3. Third Normal Form (3NF)
A table is in 3NF if it satisfies 2NF and the additional condition:
- There should be no transitive dependency for non-prime attributes.
In simpler terms, no non-primary key attribute should depend on another non-primary key attribute. This further eliminates redundant data and ensures that each piece of information is stored only once.
4. Boyce-Codd Normal Form (BCNF)
BCNF is a slight enhancement of 3NF. A table is in BCNF if it is in 3NF and for every functional dependency (X → Y), X is a super key. This means that X should either be a primary key or a part of it. BCNF addresses situations where 3NF does not resolve all redundancy.
A Real-World Example of Database Normalization
In this example, we’ll use a simple library management system to demonstrate database normalization.
Original Unnormalized Table:
Imagine we start with a single table recording book loans in a library:
Loan ID | Member Name | Member ID | Book Titles | Book IDs | Loan Date | Due Date |
---|---|---|---|---|---|---|
1 | John Doe | JD123 | [The Hobbit, 1984] | [B1, B2] | 2022-01-10 | 2022-01-24 |
2 | Jane Smith | JS456 | [To Kill a Mockingbird] | [B3] | 2022-01-12 | 2022-01-26 |
This table is not normalized and has several issues like repeating groups (Book Titles and Book IDs) and storing multiple pieces of information in one row.
First Normal Form (1NF):
To bring this table into 1NF, we need to eliminate repeating groups and ensure each cell contains atomic values:
Loan ID | Member Name | Member ID | Book Title | Book ID | Loan Date | Due Date |
---|---|---|---|---|---|---|
1 | John Doe | JD123 | The Hobbit | B1 | 2022-01-10 | 2022-01-24 |
1 | John Doe | JD123 | 1984 | B2 | 2022-01-10 | 2022-01-24 |
2 | Jane Smith | JS456 | To Kill a Mockingbird | B3 | 2022-01-12 | 2022-01-26 |
Second Normal Form (2NF):
To achieve 2NF, we remove partial dependencies (non-key attributes that don’t depend on the whole primary key). We can split the table into two: one for Loan Details and one for Member Details:
Loan Details Table:
Loan ID | Book Title | Book ID | Loan Date | Due Date |
---|---|---|---|---|
1 | The Hobbit | B1 | 2022-01-10 | 2022-01-24 |
1 | 1984 | B2 | 2022-01-10 | 2022-01-24 |
2 | To Kill a Mockingbird | B3 | 2022-01-12 | 2022-01-26 |
Member Details Table:
Member ID | Member Name |
---|---|
JD123 | John Doe |
JS456 | Jane Smith |
Third Normal Form (3NF):
To achieve 3NF, we remove transitive dependencies. Suppose the books have authors, and this information is included in the Loan Details table. We should move it to a separate Book Details table:
Loan Details Table (Revised):
Loan ID | Book ID | Loan Date | Due Date |
---|---|---|---|
1 | B1 | 2022-01-10 | 2022-01-24 |
1 | B2 | 2022-01-10 | 2022-01-24 |
2 | B3 | 2022-01-12 | 2022-01-26 |
Book Details Table:
Book ID | Book Title | Author |
---|---|---|
B1 | The Hobbit | J.R.R. Tolkien |
B2 | 1984 | George Orwell |
B3 | To Kill a Mockingbird | Harper Lee |
Boyce-Codd Normal Form (BCNF):
For BCNF, we need to ensure that for every functional dependency, the left side is a super key. If the Book ID uniquely identifies each book, then our current design already satisfies BCNF.

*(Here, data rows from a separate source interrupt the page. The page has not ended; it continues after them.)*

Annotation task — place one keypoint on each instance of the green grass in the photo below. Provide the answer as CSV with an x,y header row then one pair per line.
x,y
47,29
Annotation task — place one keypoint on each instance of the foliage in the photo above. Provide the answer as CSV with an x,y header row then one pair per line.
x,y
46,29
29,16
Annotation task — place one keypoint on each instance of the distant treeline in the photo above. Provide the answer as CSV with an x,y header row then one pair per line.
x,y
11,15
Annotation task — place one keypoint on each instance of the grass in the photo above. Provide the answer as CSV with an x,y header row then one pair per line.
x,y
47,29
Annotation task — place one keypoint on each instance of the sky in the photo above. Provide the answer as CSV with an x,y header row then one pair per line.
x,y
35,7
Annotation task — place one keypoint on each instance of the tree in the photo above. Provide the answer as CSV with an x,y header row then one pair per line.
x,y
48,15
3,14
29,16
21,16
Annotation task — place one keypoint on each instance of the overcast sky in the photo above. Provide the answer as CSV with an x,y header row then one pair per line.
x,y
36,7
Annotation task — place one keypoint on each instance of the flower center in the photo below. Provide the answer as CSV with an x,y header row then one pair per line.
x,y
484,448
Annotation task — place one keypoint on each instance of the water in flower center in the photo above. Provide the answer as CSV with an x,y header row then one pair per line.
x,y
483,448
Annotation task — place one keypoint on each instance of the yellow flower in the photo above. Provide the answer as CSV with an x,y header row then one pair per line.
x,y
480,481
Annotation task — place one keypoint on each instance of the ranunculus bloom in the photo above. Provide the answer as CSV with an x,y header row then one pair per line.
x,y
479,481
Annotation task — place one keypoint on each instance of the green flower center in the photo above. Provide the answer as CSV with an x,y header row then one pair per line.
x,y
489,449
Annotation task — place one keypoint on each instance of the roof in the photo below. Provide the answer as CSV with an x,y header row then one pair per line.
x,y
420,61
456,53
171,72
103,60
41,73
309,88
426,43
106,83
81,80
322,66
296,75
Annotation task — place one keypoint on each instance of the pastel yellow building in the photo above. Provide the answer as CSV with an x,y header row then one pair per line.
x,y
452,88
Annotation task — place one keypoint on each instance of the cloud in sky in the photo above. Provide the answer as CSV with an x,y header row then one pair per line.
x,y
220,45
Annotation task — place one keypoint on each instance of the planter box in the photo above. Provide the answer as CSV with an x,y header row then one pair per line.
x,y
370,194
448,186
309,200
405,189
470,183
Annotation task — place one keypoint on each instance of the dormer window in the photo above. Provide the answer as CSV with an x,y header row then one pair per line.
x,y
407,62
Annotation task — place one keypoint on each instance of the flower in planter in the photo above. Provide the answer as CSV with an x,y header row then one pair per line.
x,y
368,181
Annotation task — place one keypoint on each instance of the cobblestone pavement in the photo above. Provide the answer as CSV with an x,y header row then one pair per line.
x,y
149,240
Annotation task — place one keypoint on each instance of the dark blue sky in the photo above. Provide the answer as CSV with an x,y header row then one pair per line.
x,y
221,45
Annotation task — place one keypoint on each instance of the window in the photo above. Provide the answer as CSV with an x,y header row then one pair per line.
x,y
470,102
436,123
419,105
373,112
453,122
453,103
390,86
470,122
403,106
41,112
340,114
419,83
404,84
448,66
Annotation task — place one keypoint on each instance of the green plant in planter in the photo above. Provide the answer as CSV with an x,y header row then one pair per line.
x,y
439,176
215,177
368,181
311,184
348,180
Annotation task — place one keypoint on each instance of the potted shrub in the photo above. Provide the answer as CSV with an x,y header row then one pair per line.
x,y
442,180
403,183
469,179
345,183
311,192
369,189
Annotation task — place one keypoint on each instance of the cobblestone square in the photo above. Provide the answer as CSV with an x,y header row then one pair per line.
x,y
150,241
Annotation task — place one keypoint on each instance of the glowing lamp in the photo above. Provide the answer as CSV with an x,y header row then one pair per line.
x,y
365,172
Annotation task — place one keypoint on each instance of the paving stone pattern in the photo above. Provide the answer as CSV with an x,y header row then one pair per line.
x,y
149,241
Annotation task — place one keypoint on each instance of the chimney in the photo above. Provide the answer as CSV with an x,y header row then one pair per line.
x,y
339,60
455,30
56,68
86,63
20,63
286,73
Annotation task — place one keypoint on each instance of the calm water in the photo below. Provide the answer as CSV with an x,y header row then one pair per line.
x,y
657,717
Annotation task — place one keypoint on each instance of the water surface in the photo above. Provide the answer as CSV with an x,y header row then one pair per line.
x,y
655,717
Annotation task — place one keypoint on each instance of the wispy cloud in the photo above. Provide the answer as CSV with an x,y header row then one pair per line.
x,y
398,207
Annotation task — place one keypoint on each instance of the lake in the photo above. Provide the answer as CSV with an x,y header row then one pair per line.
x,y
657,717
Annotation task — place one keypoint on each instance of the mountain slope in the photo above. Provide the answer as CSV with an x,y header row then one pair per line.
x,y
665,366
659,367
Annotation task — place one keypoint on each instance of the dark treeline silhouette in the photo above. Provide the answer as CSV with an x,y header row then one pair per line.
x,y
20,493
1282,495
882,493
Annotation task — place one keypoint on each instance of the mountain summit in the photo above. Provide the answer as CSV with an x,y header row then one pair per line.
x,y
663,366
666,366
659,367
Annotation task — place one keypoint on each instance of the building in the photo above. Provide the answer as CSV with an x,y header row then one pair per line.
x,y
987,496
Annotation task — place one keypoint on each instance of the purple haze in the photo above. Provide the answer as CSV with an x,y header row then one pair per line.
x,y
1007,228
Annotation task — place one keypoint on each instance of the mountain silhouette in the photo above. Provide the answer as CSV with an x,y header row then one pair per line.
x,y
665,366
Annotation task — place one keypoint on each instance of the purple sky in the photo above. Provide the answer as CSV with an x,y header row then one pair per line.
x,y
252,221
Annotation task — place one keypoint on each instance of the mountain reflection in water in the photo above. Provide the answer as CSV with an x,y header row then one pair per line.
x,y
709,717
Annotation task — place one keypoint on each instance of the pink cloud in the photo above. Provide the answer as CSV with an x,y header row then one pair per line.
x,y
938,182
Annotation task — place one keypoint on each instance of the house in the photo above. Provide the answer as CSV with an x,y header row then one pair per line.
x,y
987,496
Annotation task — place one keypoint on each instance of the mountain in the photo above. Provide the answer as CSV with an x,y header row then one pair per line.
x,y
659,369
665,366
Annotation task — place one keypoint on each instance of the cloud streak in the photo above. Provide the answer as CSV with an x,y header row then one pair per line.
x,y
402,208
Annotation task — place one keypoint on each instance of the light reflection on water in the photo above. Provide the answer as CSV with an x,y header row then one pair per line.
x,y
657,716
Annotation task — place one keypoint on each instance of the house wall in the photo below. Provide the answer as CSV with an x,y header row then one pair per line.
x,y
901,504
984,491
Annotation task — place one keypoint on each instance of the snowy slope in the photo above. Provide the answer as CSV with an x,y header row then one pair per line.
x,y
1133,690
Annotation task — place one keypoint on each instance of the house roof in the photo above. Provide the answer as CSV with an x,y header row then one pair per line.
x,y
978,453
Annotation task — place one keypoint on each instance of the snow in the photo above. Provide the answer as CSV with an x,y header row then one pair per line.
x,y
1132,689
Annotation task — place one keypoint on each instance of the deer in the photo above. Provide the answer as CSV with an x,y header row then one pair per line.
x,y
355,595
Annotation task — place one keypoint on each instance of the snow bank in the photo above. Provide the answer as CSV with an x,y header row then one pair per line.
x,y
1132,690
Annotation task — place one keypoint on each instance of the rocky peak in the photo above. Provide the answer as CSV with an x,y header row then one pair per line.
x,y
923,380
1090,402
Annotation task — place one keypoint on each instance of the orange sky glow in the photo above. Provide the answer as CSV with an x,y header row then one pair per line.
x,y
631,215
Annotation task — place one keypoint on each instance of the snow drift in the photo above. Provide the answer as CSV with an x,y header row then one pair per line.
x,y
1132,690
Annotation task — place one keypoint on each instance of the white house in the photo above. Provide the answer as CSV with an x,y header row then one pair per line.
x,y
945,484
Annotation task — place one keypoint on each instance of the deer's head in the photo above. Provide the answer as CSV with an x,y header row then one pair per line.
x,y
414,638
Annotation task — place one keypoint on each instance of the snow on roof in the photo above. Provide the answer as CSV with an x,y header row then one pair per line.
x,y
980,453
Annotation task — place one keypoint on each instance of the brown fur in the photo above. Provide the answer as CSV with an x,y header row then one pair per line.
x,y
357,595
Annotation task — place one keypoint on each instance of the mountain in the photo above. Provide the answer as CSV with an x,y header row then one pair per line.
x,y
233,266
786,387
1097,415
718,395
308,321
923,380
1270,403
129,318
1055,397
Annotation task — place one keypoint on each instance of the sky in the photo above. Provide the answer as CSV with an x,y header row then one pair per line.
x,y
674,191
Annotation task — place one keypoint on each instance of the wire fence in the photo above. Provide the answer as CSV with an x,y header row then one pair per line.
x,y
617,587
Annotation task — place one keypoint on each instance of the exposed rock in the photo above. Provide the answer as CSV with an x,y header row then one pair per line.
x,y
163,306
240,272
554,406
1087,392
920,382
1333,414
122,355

This process of normalization helps in reducing redundancy (like having the same member details repeated for every loan) and improving data integrity (by ensuring that each piece of information is stored only once and in one place). Each step from 1NF to BCNF ensures a more efficient and logically structured database, which is crucial in a real-world scenario like a library management system.